Mitchell J. Krebs saw beyond the numbers to identify changes needed at Coeur Mining

Stay consistent

The other big part of the transformation at Coeur Mining was the move from Idaho to Chicago in 2013.

“I saw a fork in the road where we could either incrementally chip away at some of this organizational change, and we probably would get there over a period of five to 10 years,” Krebs says. “The other fork was to start with a clean sheet of paper and redesign an organization the way we thought it needed to be structured to accomplish our business goals.”

The move was driven in large part by the fact that the company had sold its last asset in Idaho a few years earlier. So the only piece of the company left in the state was the corporate headquarters.

“We wanted an HQ city that reflected our commitment to doings things a different way,” Krebs says. “So we picked a city where there is nobody in terms of precious metal mining. If we mean what we say, our decisions and actions need to support that.”

When that decision was made, Krebs worked hard to make the transition as seamless as possible for everyone. That included the people who would try to make the move to Chicago and those who would be parting ways with the company.

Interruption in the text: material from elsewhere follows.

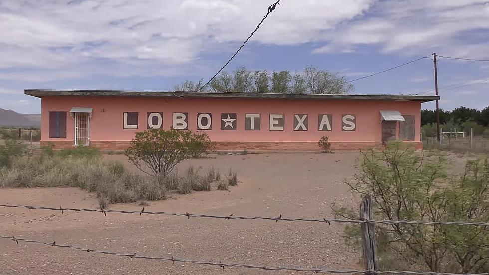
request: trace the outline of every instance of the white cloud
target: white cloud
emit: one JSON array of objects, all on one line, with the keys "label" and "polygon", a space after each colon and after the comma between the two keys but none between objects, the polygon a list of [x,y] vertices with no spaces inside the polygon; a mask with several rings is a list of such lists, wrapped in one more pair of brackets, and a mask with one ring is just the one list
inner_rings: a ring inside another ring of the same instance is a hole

Krebs wanted every decision to be made with a deep sense of respect.

“We went to great lengths to protect the company so we could hire people and have somebody train a new person in their position, but do it in a way that kept the existing people in place through incentives that were helpful to them,” Krebs says.

“It was critical to maintain some of that organizational knowledge to ensure we could still run the business day to day.”

As Coeur Mining settles in to its new home in Chicago, Krebs knows more challenges will arise. But he also feels good about his team’s readiness to deal with those challenges.

“We’ve built up this horsepower of talent and now we need to focus and apply it to execute on the operational side to improve our overall pipeline of assets, reduce our costs and really build a sustainable mining company,” Krebs says. “Now we can do the kinds of things that move the needle for our shareholders.”